Pluralistic-Alignment Urbanism: Operationalizing a Right to AI for Inclusive Public Space

Abstract

Municipal agencies increasingly use machine learning to inventory sidewalks, score streetscapes, and generate visualizations of public-space interventions. These systems produce outputs that enter budgeting, design iteration, and public justification, yet judgments about inclusion, safety, and belonging remain contested. This paper proposes Pluralistic-Alignment Urbanism (PAU), a procedural governance framework that treats public-space AI systems as civic infrastructure and formulates a procedural Right to AI for municipal uses of such systems. Drawing on two participatory case studies with community organizations in Montreal, Canada, the paper examines how disagreement, subgroup variation, bounded predictive scaling, and neutral preference judgments can inform municipal AI governance.
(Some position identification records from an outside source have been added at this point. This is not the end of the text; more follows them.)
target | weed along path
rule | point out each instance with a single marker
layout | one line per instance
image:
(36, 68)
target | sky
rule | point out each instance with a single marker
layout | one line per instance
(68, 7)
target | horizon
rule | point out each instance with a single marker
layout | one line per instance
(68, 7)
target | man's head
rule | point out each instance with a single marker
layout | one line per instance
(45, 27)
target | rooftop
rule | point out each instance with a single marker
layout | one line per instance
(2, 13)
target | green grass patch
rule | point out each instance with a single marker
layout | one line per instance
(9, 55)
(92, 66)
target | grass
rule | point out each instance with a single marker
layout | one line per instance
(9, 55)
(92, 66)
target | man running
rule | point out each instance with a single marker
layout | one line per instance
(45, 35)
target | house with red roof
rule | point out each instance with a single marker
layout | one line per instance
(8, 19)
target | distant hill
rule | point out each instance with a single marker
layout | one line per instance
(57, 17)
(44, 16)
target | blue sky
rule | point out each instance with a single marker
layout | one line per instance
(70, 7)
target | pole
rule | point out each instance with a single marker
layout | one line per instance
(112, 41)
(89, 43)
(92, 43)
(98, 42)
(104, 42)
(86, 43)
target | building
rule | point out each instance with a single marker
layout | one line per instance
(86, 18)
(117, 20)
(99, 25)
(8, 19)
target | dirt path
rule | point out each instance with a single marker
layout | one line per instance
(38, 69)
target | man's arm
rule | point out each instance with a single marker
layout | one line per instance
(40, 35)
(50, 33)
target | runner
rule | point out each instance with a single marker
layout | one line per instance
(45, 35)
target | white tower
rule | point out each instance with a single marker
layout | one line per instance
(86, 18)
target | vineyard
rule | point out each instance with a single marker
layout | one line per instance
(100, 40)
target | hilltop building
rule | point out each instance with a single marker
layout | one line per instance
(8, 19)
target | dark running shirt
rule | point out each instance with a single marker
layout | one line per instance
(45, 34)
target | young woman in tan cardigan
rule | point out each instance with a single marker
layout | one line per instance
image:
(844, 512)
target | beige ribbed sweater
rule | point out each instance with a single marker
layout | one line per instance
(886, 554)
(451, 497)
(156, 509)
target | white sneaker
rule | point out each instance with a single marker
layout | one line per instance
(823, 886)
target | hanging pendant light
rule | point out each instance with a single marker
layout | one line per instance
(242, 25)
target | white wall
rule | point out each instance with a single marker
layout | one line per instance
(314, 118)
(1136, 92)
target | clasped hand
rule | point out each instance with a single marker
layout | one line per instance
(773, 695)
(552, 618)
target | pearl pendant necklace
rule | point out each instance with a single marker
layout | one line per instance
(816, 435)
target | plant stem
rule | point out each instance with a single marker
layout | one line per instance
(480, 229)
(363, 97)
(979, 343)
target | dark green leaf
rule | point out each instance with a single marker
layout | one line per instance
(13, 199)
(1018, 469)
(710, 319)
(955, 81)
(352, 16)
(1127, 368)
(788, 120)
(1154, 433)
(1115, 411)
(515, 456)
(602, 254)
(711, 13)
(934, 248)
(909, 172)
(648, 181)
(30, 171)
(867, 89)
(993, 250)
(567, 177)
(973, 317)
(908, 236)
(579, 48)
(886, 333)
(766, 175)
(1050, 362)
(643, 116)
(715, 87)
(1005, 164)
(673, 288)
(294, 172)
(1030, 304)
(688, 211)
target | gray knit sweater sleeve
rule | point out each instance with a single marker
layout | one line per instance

Street Review elicits resident criteria for streetscape evaluation and trains a subgroup-aware scaling model for co-produced judgments, achieving an R2 of 0.89 on a held-out test set. LIVS, a Local Intersectional Visual Spaces dataset, constructs pluralistic preference data for aligning text-to-image models and treats neutral selections as evidence of indeterminacy. Across the cases, disagreement appears structured, deliberation changes what counts as evidence, scaling is feasible but limited by modality and coverage, and neutrality constrains what preference tuning can justify. PAU translates these constraints into a municipal governance architecture with disaggregated reporting, a versioned value register, standing deliberative cells, procurement clauses, and defined pause and rollback authority.